The specific steps of the S5 are as follows:
Because two decoding methods are used in the present model, decoding the watermark embedded in the face image using a decoder and regenerating the watermark in the face region of the face image using the same face recognition algorithm and two-dimensional mel face extraction structure, conventional correlation comparisons include comparing hamming distances, but if there is a small bit difference between the two vectors, the hamming distance may be significantly increased, even though the two watermarks are visually very similar, but due to the difference of the individual bits, the hamming distance may lead to misjudgment as dissimilar. In order to accurately evaluate the similarity between watermarks decoded in two decoding modes, a regularized pearson correlation coefficient is adopted to quantify the linear correlation between the watermarks, and the formula is as follows:
(26);
Wherein: the method is a regularization term, can avoid the situation that the denominator is zero, and improves the numerical stability; And (3) with Respectively represent feature vectorsAnd (3) withIs the first of (2)A dimension element; Is the dimension of the feature vector; And (3) with Is a feature vectorAnd (3) withAverage value of (2); When 1, the two vectors are completely positively correlated, and when 0, the two eigenvectors have no linear relationship.
Experimental setup
Training and testing was performed on CelebA face datasets, all pictures were cropped to 128 x 128 size. Training set and test set with dividing ratio of 0.8:0.2.
The training parameters are divided into 100 epochs in their configuration. In the first 50 epochs of training, a higher initial learning rate is adopted, and the strategy is favorable for the model to quickly explore the parameter space in the initial stage of training, so that the convergence process is accelerated. Subsequently, among the remaining 50 epochs, we turned the learning rate down so that the model could be more finely tuned later in the training.
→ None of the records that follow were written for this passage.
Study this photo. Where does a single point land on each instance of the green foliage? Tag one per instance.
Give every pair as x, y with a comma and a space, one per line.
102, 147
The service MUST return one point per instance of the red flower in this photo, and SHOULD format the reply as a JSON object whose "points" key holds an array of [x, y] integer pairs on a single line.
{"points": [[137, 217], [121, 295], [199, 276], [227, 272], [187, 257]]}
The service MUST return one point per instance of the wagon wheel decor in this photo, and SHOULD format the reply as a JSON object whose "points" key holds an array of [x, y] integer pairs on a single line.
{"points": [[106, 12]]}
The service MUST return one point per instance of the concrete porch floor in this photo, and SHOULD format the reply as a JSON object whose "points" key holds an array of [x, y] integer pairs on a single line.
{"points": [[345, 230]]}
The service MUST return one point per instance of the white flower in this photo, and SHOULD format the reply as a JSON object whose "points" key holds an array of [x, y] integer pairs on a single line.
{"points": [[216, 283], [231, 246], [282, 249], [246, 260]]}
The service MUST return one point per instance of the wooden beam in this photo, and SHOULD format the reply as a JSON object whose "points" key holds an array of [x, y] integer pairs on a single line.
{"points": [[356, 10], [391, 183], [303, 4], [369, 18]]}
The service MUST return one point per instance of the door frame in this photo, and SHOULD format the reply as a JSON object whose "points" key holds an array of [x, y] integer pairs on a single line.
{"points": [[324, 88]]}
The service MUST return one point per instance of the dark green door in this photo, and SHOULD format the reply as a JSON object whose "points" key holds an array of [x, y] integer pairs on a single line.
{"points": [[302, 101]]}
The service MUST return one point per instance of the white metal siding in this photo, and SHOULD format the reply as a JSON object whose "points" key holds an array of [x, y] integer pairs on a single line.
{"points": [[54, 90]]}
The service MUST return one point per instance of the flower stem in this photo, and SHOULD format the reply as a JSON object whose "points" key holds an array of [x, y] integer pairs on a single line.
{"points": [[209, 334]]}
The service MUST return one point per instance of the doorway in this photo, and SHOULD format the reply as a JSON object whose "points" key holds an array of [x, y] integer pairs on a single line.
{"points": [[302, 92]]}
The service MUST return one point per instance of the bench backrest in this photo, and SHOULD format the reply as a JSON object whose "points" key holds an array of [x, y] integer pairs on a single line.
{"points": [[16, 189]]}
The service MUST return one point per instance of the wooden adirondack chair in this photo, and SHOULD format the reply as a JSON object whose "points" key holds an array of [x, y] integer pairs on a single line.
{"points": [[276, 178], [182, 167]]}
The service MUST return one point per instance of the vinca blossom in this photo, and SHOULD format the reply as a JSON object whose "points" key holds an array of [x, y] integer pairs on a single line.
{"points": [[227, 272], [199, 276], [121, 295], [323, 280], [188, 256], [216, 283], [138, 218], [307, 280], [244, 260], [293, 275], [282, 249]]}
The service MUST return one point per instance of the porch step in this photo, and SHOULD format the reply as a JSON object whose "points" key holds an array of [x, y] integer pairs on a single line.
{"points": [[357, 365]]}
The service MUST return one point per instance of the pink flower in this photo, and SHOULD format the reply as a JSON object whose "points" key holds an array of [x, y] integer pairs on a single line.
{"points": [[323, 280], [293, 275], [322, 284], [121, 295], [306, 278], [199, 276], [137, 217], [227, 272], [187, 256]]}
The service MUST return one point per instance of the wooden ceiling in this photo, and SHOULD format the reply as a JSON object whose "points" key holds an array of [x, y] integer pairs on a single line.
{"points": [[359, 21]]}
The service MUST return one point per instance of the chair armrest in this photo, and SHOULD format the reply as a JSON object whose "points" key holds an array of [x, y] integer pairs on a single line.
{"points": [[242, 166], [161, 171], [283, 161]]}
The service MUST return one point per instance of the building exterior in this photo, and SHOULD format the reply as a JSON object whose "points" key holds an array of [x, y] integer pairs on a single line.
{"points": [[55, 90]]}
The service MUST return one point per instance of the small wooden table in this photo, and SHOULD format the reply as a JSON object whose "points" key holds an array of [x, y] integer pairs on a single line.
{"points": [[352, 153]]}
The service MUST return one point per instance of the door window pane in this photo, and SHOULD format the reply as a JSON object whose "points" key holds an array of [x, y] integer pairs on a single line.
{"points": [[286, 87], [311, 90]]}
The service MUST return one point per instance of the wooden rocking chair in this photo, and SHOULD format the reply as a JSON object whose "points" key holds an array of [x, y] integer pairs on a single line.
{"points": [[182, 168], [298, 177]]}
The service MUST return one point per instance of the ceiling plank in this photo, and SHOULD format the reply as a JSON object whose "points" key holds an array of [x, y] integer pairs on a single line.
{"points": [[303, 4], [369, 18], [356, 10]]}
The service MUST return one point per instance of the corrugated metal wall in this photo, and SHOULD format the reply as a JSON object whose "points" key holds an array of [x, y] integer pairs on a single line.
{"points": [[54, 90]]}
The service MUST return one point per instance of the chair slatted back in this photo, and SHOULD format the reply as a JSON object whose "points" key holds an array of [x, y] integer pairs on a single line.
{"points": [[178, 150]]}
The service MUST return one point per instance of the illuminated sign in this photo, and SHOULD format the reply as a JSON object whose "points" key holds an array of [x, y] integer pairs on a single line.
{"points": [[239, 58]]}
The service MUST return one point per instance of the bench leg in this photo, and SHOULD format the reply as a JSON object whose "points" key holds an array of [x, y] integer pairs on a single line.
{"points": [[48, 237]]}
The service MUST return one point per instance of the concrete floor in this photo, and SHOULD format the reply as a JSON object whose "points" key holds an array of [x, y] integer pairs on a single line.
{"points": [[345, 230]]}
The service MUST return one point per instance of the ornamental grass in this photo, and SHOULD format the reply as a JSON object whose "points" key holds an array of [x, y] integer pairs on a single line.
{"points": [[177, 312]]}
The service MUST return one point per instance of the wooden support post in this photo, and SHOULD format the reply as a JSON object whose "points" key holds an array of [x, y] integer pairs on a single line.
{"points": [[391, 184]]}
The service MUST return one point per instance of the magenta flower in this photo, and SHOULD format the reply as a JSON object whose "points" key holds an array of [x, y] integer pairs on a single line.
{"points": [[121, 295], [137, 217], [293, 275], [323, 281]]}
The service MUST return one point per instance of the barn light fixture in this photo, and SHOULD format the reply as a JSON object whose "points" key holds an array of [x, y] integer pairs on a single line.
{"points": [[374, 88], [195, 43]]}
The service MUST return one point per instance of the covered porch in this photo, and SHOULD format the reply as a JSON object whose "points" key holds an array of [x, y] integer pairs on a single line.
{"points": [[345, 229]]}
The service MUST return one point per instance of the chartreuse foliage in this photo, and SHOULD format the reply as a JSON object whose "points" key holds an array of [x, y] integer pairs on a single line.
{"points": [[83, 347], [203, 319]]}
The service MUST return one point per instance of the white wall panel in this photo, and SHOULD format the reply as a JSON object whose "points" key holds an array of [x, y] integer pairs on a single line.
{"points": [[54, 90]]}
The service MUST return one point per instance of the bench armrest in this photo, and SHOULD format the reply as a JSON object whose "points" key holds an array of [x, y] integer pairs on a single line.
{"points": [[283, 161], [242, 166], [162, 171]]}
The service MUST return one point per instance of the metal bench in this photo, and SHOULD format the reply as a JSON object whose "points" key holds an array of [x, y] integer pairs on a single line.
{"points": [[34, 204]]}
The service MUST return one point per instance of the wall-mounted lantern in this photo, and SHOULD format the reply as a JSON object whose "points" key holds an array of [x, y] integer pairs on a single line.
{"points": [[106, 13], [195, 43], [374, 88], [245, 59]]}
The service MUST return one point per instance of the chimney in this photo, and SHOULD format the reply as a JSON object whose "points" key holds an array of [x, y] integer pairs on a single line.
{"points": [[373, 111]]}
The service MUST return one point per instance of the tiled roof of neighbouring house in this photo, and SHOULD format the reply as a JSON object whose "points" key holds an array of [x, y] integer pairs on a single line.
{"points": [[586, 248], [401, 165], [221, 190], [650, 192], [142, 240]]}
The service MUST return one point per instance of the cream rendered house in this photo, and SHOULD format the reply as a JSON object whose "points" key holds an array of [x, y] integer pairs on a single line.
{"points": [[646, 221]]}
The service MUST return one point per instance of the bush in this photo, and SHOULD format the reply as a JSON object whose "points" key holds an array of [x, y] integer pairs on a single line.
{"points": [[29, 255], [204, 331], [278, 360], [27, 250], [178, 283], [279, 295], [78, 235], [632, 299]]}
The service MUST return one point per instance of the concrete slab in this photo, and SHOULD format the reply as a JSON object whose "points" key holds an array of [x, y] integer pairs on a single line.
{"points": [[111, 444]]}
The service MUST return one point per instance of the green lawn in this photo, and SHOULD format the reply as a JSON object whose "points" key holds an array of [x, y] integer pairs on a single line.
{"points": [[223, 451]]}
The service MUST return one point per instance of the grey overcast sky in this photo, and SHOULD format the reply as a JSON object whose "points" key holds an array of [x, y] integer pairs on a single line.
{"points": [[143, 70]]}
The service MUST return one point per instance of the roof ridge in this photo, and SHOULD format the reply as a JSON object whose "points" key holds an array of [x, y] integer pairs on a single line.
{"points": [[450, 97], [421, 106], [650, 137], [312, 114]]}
The batch size set was 64. Enough sample diversity can be maintained when each gradient is updated, so that the generalization capability of the model is effectively improved. The optimizer is an Adam optimizer.
In the construction of the loss function, we set weight coefficients in the loss function, the initial weights are respectively、、。
Experimental results:
table 1 visual quality contrast of watermark images
Table 2 conventional noise robustness test
TABLE 3 generalization test, training with CelebA dataset, FFHQ dataset test
The above disclosure is merely illustrative of specific embodiments of the present invention, but the present invention is not limited thereto, and any variations that can be considered by those skilled in the art should fall within the scope of the present invention.